Reserve Bank of India (RBI) Governor Shaktikanta Das announced a 40 basis point hike in the policy rate and raised the cash reserve ratio by 50 basis points in an unscheduled announcement on May 4.
A basis point is one-hundredth of a percentage point. The revised repo rate is now 4.40% and the CRR is 4.5%.
Today's decision should be seen as part of the central bank's announcement last month of its phasing out of the easy money scheme, Das said. "Today's decision to increase the repo rate can be viewed as a reversal of the May 2020 rate action. Last month, we established a position on withdrawing the adjustments. Today's action should be viewed as consistent with this action.
The surprise move comes ahead of an expected rate hike by the US Federal Reserve and amid retail price inflation that remains consistently above the central bank's comfort zone.
It is the first unannounced statement by the RBI governor since the start of the pandemic in 2020. The announcement caught markets by surprise, propelling bond yields higher and putting pressure on stock indices.
Repo is the interest rate at which the central bank lends short-term funds to banks.
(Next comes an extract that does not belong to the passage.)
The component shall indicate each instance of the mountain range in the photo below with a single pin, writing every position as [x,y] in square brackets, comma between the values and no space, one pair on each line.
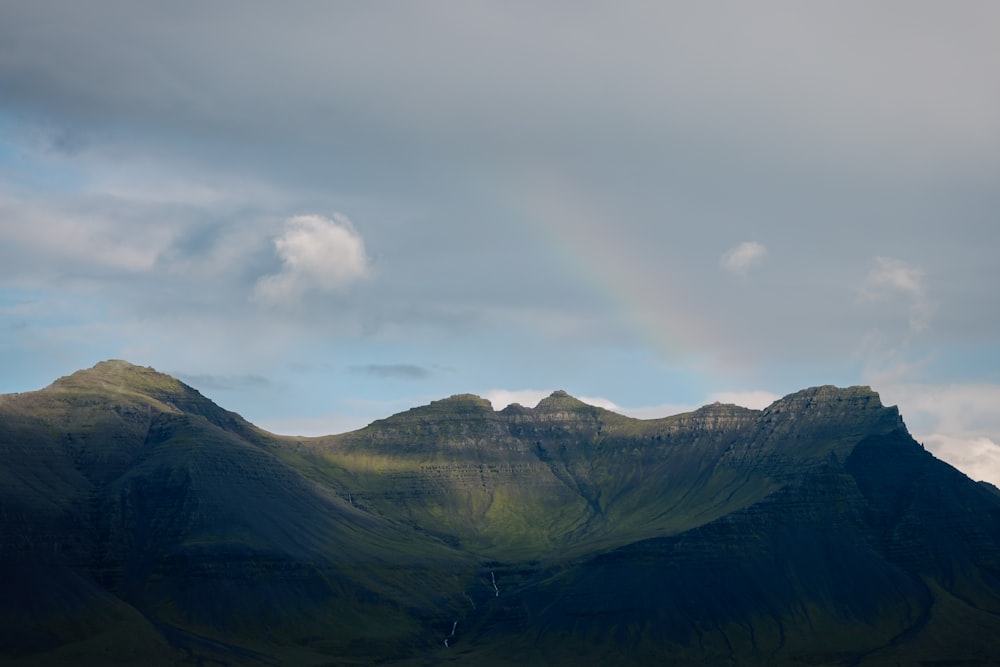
[140,523]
The RBI has cut the repo rate by 250 basis points since February 2019 in a bid to revive growth momentum. The Monetary Policy Committee maintained a long-term dovish stance to support growth.
In this sense, today's announcement confirms the strong reversal of the interest rate cycle.
"I would like to emphasize that the monetary policy measures are aimed at containing the rise in inflation and re-anchoring inflation expectations," Das said. "It is well known that high inflation is detrimental to growth."
However, the governor added that monetary policy would remain accommodative and measures would remain calibrated.